Export Active Directory (ldifde) error

[wontolla]

Hi guys!!!

I have a problem. I'd like to move all the AD from one DC to another. To export, I try with in the old DC:

ldifde -f Exportuser.ldf

and the command is completed successfully

then, in the new DC, I execute:

ldifde -i -f Exportuser.ldf

and the answer is: Add error on line 1: "Access to the attribute is not permitted because the attribute is owned by the Security Accounts Manager (SAM)."
0 entries modified successfully.

what am I doing wrong????

I also try with this:

ldifde -f Exportuser.ldf -s server -d "dc=domain,dc=local" -p subtree -r "(&(objectCategory=person)(objectClass=User)(givenname=*))" -l "cn,givenName,objectclass,samAccountName"

and the command is completed successfully

and I try to import with:

ldifde -i -f Exportuser.ldf

and the answer is: Add error on line 1: Referral
The server side error is "A referral was returned from the server."

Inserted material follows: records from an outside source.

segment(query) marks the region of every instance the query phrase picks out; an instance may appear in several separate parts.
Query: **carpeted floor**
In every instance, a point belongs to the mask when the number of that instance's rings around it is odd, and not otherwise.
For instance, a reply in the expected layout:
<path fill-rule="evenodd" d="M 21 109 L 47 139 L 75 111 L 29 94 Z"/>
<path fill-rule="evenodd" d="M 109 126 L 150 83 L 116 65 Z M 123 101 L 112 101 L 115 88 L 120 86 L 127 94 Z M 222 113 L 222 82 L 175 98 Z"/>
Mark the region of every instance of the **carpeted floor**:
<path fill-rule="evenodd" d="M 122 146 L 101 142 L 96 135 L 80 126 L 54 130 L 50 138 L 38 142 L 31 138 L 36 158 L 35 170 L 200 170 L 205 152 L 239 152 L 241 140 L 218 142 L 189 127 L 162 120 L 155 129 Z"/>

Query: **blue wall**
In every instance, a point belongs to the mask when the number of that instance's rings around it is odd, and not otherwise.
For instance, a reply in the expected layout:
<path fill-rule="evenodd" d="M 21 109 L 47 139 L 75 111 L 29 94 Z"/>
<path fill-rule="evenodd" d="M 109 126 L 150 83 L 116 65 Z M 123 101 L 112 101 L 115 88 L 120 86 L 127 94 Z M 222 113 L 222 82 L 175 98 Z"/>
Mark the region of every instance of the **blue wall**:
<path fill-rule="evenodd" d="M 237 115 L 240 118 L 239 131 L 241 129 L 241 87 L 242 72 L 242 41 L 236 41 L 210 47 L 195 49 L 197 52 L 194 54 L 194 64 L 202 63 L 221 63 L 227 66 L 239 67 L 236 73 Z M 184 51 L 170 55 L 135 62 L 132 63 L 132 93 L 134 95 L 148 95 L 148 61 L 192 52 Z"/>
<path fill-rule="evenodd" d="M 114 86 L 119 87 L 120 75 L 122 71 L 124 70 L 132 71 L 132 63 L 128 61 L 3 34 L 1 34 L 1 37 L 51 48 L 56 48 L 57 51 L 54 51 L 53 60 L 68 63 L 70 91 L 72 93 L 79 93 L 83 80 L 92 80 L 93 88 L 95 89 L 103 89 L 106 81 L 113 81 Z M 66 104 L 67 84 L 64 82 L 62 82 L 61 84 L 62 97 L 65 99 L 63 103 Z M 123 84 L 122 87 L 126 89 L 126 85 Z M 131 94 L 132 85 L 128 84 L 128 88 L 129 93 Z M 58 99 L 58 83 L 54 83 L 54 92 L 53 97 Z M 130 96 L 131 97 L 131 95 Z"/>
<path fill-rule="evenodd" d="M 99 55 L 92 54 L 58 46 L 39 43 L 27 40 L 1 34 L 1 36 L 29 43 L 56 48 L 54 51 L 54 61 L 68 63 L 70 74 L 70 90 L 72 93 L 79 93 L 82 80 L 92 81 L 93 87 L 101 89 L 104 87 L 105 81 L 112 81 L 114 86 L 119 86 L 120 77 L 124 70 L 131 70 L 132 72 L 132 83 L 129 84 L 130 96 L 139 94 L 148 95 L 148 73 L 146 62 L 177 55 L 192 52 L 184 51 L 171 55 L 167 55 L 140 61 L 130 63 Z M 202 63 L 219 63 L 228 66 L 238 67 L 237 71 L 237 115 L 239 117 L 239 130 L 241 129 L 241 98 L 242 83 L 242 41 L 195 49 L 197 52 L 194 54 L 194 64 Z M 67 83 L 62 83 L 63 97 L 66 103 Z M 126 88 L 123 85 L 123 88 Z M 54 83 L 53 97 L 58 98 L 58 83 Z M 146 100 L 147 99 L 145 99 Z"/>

If you have done this before, please, tell me how!!!
Any sugestions will be apreciated.

(Sorry if my english is not very good)

 

[rfisch]

I have just started working with LDIFDE. I have found there is not much documentation available anywhere about it except for the generic examples on Microsoft's website.

That being said, I would recommend using the Active Directory Migration Tool (ADMT). I don't think it comes with W2K server, but it's a free download from Microsoft.

http://www.microsoft.com/windows2000/downloads/tools/admt/default.asp

It's fairly simple to use. (It has a GUI). Much easier for what you are trying to do.

 

[smiles8045]

I just resolved this problem myself, (after an 18hr day of trying). Make sure you do not have any SAM owned attributes in your import file. Do your export with the -m switch at the end to see which attributes you can modify. My problem ended up being the memberOf attribute. Hope it helps.